Corrects figure in second bullet point and fourth paragraph to 10 percent from 20 percent
By Michael Erman
NEW YORK (Reuters) - Fast money is building in Potash Corp after BHP Billiton Ltd’s $39 billion hostile bid, but the sheer size of the potential deal could limit the sway arbitrageurs and hedge funds have on the outcome.
More than 145 million Potash shares have been traded since the Canadian fertilizer company said last week that BHP had made a $130-per-share buyout offer, according to Reuters data.
While that is equivalent to 50 percent of Potash Corp’s outstanding shares, the number also includes shares that have changed hands more than once.

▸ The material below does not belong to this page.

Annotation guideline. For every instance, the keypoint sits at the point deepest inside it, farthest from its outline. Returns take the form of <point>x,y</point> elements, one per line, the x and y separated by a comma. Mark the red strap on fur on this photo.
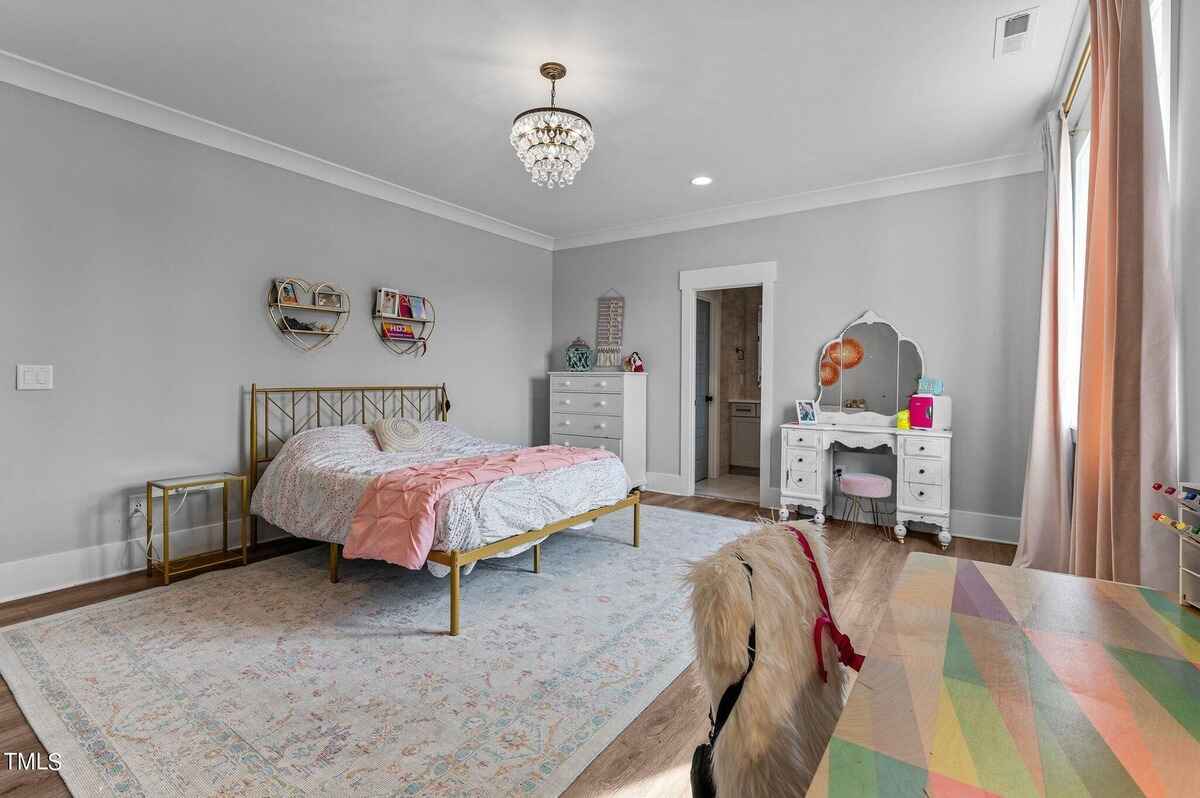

According to a source familiar with the matter, less than 10 percent of Potash Corp’s shares is estimated to be held by new shareholders, such as arbitrage investors, since the company made BHP’s offer public on August 17.
Arbs like to speculate on companies in play because they focus on short-term payouts rather than waiting for longer-term prospects to bear fruit. Thus, they might be willing to sell at a lower price than long-term shareholders.
Arbs, speaking on the condition of anonymity, said fast money is picking up large positions in Potash, but there are limits on how much influence they can accumulate given the company’s large market cap, currently at about $44 billion.
“It’s a big company -- this isn’t Airgas,” said one arb, referring to the chemical company currently trying to fend off a hostile bid by rival Air Products. Arbs have been following that potential transaction closely.
Even if one were to assume 10 percent ownership of Potash by arbitrageurs and hedge funds, that would require more than $4 billion of purchases by the investors.
The same level of activity would buy more than two-thirds of Airgas, which currently has a market capitalization of less than $6 billion.
According to the source familiar with the situation, the arbitrage ownership of Potash Corp is likely to be in the mid-single digit percentage levels.
BHP Chief Executive Officer Marius Kloppers on Wednesday played up the influence of arbs and hedge funds on Potash, saying “quick money makes the decisions at the end of the day.”
“A huge chunk of this register has changed hands in the last week -- I think over 40 percent of the register,” Kloppers said in a CNBC interview. “Clearly there are a lot of arbitrageurs in there. There are a lot of hedge funds and so on.”
Computerized high-frequency trading has inflated volumes in recent years, and fast money like arbitrageurs and hedge funds can trade in and out of stocks targeted in a hostile bid.
While the ability to turn a quick profit might spur some arbitrage investors to sell at a lower price than some long-term investors, any arb that bought into the stock after the BHP offer became public would have paid more than $130.
Potash shares have risen about 30 percent since the world’s largest fertilizer maker disclosed BHP’s bid on August 17. The stock fell 2.4 percent to $145.50 on Wednesday on the New York Stock Exchange.
Hedge funds and arbitrageurs are sophisticated investors and are not necessarily all looking for the same outcome.
“The idea that hedge funds are some giant monolith that all move together is a very dangerous way to look at the world,” said one investor, who believes that shareholders will hold out for significantly more money than is currently on the table.
“There are fast money (investors) who bought at $140 and will sell at $150, but that’s not everybody... The guys who buy the largest positions are the guys who are least likely to think like that,” he said, suggesting they are likely to hold out for more money.
A Reuters poll showed Potash investors think BHP could succeed with a higher bid of $162 a share, while many analysts regard $157 as a winning offer.